Cette situation contraint le gouvernement congolais à concentrer ses ressources sur la lutte contre le M23, mettant en suspens les opérations militaires contre d’autres groupes armés actifs sur le territoire. Cela maintient la RDC dans une instabilité perpétuelle, empêchant tout processus de pacification durable et entravant son développement socio-économique. De plus, ce conflit nourrit un climat de méfiance et de haine entre les populations, avec des conséquences durables sur la cohésion sociale et l’avenir politique de la région.

Que devrait faire l’Union africaine ?

Elle doit appeler au retrait des troupes rwandaises et veiller à la mise en place de corridors humanitaires pour permettre l’acheminement de l’aide humanitaire aux populations déplacées.

Il est impératif que les forces rwandaises se retirent du territoire congolais. Leur présence constitue en effet une violation de la souveraineté nationale et alimente les tensions dans la région. Ce retrait doit être supervisé par des observateurs internationaux afin de garantir son exécution effective.
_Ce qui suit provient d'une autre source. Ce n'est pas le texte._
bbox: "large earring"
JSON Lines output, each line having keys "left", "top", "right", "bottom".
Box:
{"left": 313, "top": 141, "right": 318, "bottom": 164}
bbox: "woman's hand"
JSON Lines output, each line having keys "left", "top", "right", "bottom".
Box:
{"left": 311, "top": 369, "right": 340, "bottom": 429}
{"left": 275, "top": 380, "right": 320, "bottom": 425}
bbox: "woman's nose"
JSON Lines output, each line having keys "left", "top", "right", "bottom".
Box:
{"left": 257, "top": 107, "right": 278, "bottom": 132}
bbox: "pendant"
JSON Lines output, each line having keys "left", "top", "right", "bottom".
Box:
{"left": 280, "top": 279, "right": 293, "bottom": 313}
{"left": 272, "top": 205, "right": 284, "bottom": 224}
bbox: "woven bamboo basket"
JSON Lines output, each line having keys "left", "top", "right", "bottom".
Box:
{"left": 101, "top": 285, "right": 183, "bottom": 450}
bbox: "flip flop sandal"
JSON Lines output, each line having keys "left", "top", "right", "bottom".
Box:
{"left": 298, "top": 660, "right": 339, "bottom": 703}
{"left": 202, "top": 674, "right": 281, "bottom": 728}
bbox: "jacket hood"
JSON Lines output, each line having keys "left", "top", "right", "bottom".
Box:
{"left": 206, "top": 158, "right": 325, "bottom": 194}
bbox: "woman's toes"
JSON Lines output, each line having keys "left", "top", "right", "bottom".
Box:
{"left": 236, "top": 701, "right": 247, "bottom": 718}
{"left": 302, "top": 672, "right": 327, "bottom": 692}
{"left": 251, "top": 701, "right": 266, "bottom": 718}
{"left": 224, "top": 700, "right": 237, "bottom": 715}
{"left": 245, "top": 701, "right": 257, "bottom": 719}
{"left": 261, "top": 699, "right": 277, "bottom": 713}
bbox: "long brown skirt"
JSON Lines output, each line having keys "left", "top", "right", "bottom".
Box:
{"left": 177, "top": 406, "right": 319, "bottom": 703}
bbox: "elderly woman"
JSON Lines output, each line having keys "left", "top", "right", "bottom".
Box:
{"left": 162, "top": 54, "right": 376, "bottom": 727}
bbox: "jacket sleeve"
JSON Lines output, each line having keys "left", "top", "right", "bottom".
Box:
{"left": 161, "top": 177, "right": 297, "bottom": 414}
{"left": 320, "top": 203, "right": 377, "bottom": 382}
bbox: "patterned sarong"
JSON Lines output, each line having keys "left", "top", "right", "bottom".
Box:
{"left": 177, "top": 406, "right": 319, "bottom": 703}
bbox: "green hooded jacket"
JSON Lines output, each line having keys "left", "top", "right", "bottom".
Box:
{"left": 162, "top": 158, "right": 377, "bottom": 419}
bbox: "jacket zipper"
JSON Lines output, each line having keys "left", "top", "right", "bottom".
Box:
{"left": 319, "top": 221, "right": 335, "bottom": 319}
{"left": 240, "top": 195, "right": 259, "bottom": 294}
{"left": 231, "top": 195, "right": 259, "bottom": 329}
Pour instaurer une paix durable, les organisations régionales – notamment la Communauté d’Afrique de l’Est, la SADC et l’Union africaine– doivent créer les conditions nécessaires à une désescalade du conflit, en commençant par l’imposition d’un cessez-le-feu immédiat, ce qui est indispensable pour permettre une véritable aide humanitaire.

Enfin, toute guerre se termine par le dialogue. Les parties prenantes doivent s’engager dans des négociations directes. Le processus de Luanda, qui vise à faciliter le dialogue entre le Rwanda et la RDC, doit être relancé, en dépit du boycott de la dernière réunion par le Rwanda en décembre 2024. De même, le processus de Nairobi, qui permet au gouvernement congolais de négocier avec les groupes armés présents sur son territoire, doit être renforcé.
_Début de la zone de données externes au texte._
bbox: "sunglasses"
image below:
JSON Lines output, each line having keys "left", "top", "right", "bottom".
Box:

Pour garantir l’efficacité de ces négociations, l’Union africaine doit assurer le suivi des accords conclus et imposer des sanctions en cas de non-respect des engagements pris.

Quelles sont les priorités immédiates à Goma ?

La priorité absolue est le retrait du M23 et des troupes rwandaises, afin que Goma retrouve son administration congolaise. Cela a notamment déjà été fait en 2012 et avait permis une désescalade nécessaire au début des négociations entre le gouvernement et les rebelles à l’époque. Une fois ce retrait effectué, l’administration devra se rétablir rapidement afin de garantir l’effectivité des services publiques aux populations.

Il est également crucial de prendre en charge les déplacés autour de Goma. En effet, après la destruction des camps, beaucoup de ces personnes errent sans abri. Il est donc impératif de les localiser, de les regrouper et de leur fournir rapidement l’aide nécessaire. Cette réponse humanitaire devrait également s’étendre en dehors du Goma. En effet, des milliers des déplacés errent sans assistance adéquate dans les territoires de Lubero, Masisi, Nyiragongo et Rutshuru.

En termes de coordination humanitaire, des mécanismes existent déjà, notamment via l’Office des Nations Unies chargé de la coordination humanitaire. Cependant, leur efficacité dépend de deux conditions : la possibilité de localiser les populations ciblées et l’accès aux zones d’assistance, actuellement occupées par le M23 et les forces rwandaises.